I placed the point of my rapier against Hikdar Arkhebi’s throat. It was a cheap gesture, theatrical, but I had summed up the man.
“You will fly directly to High Zorcady, Hikdar Arkhebi. Maybe, if you succeed, you will take the first step on the ladder leading to Jiktar. If you fail, you won’t be a Deldar — you’ll be a corpse, swinging rotting in a gibbet!”
“Yes, my lord Strom!” he gasped out, his lips ashen.
“And Inch, here, who is to be addressed as Tyr Inch, has my permission — no! by the Black Chunkrah!
my orders — to degut you the instant you try to betray me. Is that clear?”

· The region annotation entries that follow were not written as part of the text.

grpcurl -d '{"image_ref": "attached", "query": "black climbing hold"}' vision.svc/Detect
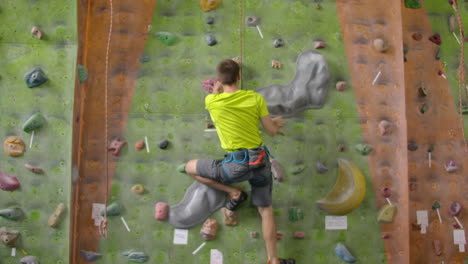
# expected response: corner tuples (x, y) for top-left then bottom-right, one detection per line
(24, 68), (47, 88)
(80, 250), (102, 262)
(205, 17), (214, 25)
(273, 38), (284, 48)
(206, 34), (218, 46)
(408, 141), (418, 151)
(158, 139), (169, 149)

He gobbled it out. “Yes, my lord Strom!”
They landed me short of my target, which appeared to be a crater filled with bones, and Arkhebi took the airboat in a wide circle around The Dragon’s Bones, and so on over the horizon to the west. I stepped out smartly, for I was anxious to get where I was going. I wanted to speak with Trylon Nath Larghos of the Black Mountains. If he died, that would be his misfortune. I was approaching where my Delia was in deadly danger, and nothing could be allowed to stand in the way of her safety.
CHAPTER EIGHTEEN
“So you did receive the message I left at The Rose of Valka,” said Nath Larghos. “But why are you afoot? What took you so long?”
He eyed me strangely. I had myself under control. The Emperor, Delia, and their men were shut up in the mass of ruins at the center of the crater. Various roads led in and out scraped in the rock and dust, with the enormous bones dragged aside. They were risslaca bones, mainly, although there were some from mammals of a later time, all fossilized, a veritable treasure for paleontologists. I forced myself to act normally. Just for the moment, Delia’s danger lay in abeyance.
“That Opaz-rotten storm,” I grunted. “The airboat failed. One day, by Vox, we must teach those cramphs of Havilfar a lesson.”
“Agreed, Strom Drak.” He led me off to a cluster of tents. “Come, sit and drink wine and refresh yourself. You need a shave, if you will pardon the liberty of my mentioning it.”
“Mayhap,” I said, “I will grow a beard, Trylon.”
The Circadian rhythms of my Earth ancestry adapted well to the longer day-and-night cycle of Kregen, and I had quickly adjusted — and, if the truth be told — with some relish, to the idea that a day demanded not four square meals but at the least six and preferably seven or eight. We sat and drank wine — a fine vintage of Procul, rich and fortifying — and I knew that before I did what I screamed and hungered to do and rushed into the ruins to clasp Delia in my arms, I must find out everything I could of these third party members and their plans.